What I really want to devote myself to is my writing. Wholesale. All of it. Shove everything else aside and just write. Of course, as I know from watching other writers there is no such thing as just writing. Writing involves teaching workshops, doing readings and even sitting on panels at conventions. So when I say writing, I mean devoting myself to the panoply of performance skills, organizational skills and planning skills necessary for any writer who knows that a career involves much more than pushing a book out and waiting as money gets pushed back. Because that last thing just doesn’t really happen anymore. I’m not sure it every really did happen. Even among the famous white authors, it seems like the most famous/successful all benefited from some sort of patron whether it was an unwitting husband or an actual investment by friends and family.

There’s s a founded fear I need to write about elsewhere that comes with this.
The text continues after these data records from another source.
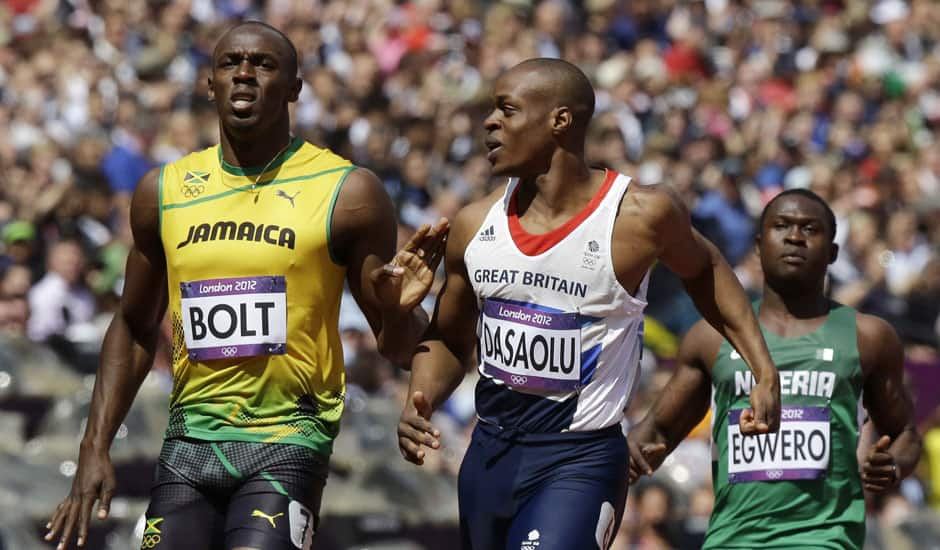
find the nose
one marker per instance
(794, 236)
(491, 123)
(246, 71)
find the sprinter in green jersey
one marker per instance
(800, 487)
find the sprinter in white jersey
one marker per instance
(546, 279)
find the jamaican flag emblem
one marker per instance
(194, 183)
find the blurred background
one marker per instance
(729, 101)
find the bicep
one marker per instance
(682, 249)
(688, 254)
(455, 315)
(886, 399)
(144, 296)
(365, 233)
(687, 395)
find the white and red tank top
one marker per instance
(559, 337)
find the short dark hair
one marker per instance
(294, 57)
(830, 215)
(569, 86)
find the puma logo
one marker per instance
(259, 514)
(281, 193)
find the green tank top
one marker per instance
(800, 487)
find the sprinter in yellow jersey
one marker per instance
(248, 245)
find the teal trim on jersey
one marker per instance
(275, 483)
(292, 148)
(329, 217)
(228, 465)
(160, 199)
(249, 186)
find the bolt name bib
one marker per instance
(798, 450)
(237, 317)
(529, 348)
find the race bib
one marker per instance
(798, 450)
(238, 317)
(529, 348)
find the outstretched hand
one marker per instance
(645, 458)
(764, 414)
(94, 480)
(406, 280)
(415, 429)
(880, 471)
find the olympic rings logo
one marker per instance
(192, 191)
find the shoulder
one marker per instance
(201, 159)
(323, 157)
(470, 217)
(658, 206)
(362, 181)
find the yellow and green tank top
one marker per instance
(254, 297)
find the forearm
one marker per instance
(673, 419)
(125, 362)
(906, 449)
(400, 334)
(436, 372)
(721, 300)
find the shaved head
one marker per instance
(563, 84)
(261, 27)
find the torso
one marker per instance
(559, 336)
(262, 258)
(804, 478)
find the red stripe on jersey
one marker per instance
(533, 245)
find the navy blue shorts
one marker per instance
(542, 491)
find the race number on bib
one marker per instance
(238, 317)
(798, 450)
(528, 348)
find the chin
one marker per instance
(242, 124)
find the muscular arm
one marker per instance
(718, 295)
(681, 405)
(686, 398)
(888, 402)
(128, 348)
(365, 231)
(439, 364)
(126, 357)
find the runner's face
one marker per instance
(251, 80)
(518, 130)
(794, 242)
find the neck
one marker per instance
(565, 185)
(251, 149)
(797, 304)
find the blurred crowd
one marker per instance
(728, 101)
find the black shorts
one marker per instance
(229, 494)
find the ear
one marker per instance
(562, 119)
(295, 90)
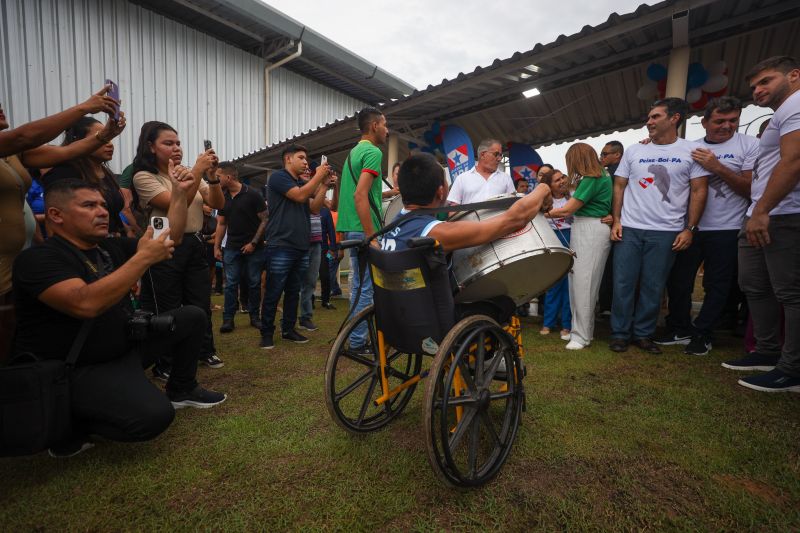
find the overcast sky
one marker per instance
(424, 41)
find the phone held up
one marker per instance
(160, 224)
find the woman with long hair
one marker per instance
(590, 238)
(182, 280)
(93, 168)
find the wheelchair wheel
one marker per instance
(472, 406)
(353, 380)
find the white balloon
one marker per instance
(715, 83)
(694, 95)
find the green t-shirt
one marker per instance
(364, 157)
(596, 194)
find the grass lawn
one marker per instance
(609, 442)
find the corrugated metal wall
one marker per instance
(55, 53)
(298, 104)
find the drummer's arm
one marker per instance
(572, 205)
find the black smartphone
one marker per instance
(114, 93)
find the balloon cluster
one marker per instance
(701, 83)
(433, 139)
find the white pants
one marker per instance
(591, 241)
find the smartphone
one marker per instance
(114, 93)
(160, 224)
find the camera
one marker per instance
(141, 324)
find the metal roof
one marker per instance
(266, 32)
(588, 81)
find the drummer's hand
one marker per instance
(616, 231)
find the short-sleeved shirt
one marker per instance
(596, 194)
(785, 120)
(49, 333)
(470, 186)
(657, 193)
(149, 185)
(724, 208)
(288, 224)
(241, 217)
(417, 226)
(364, 157)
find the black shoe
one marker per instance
(672, 337)
(266, 343)
(753, 361)
(293, 336)
(161, 371)
(212, 361)
(699, 345)
(306, 324)
(199, 397)
(618, 345)
(647, 345)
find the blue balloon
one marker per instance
(656, 71)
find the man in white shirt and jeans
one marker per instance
(653, 186)
(769, 246)
(483, 180)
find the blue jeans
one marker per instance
(359, 336)
(644, 257)
(310, 281)
(286, 268)
(240, 268)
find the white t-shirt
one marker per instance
(724, 208)
(560, 223)
(471, 187)
(785, 120)
(657, 194)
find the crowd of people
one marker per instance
(641, 221)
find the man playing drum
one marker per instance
(422, 184)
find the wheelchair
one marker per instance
(474, 394)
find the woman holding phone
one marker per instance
(183, 279)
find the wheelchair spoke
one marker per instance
(353, 386)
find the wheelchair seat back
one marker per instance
(412, 296)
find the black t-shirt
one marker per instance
(114, 200)
(48, 333)
(241, 217)
(288, 224)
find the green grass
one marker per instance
(609, 442)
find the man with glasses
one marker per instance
(484, 180)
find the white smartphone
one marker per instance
(159, 225)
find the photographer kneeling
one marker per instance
(79, 274)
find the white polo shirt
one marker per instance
(471, 187)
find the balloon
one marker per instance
(694, 95)
(715, 83)
(697, 76)
(720, 67)
(701, 103)
(656, 72)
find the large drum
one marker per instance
(520, 265)
(391, 207)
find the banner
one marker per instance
(524, 163)
(458, 147)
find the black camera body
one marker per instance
(142, 324)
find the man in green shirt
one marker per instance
(360, 205)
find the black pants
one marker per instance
(182, 280)
(718, 251)
(325, 277)
(116, 400)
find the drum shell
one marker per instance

It’s the fear of becoming too narrow. The Artist’s Way has helped me open myself up in a lot of ways, and I’ve tried more art, made more stuff and become a more committed creative. If I focus I have the benefit of uncluttered simplicity. That focus risks an emotional malnourishment. So striking the balance is the other part of all of this.

Filed under: Prosperous Heart,

The Prosperous Heart: An Arena to commit time and talents

There is one area that definitely needs deeper commitment. That is … myself. My own life. I need to commit as thoroughly as possible to my own ever-emergent career as a writer. I have to do something not to “build good karma” as I’ve done plenty of that. I need to start going to open mic nights and showing up at lit events, etc. for myself. My single worst personality trait is my commitment phobia, and it applies to myself most of all.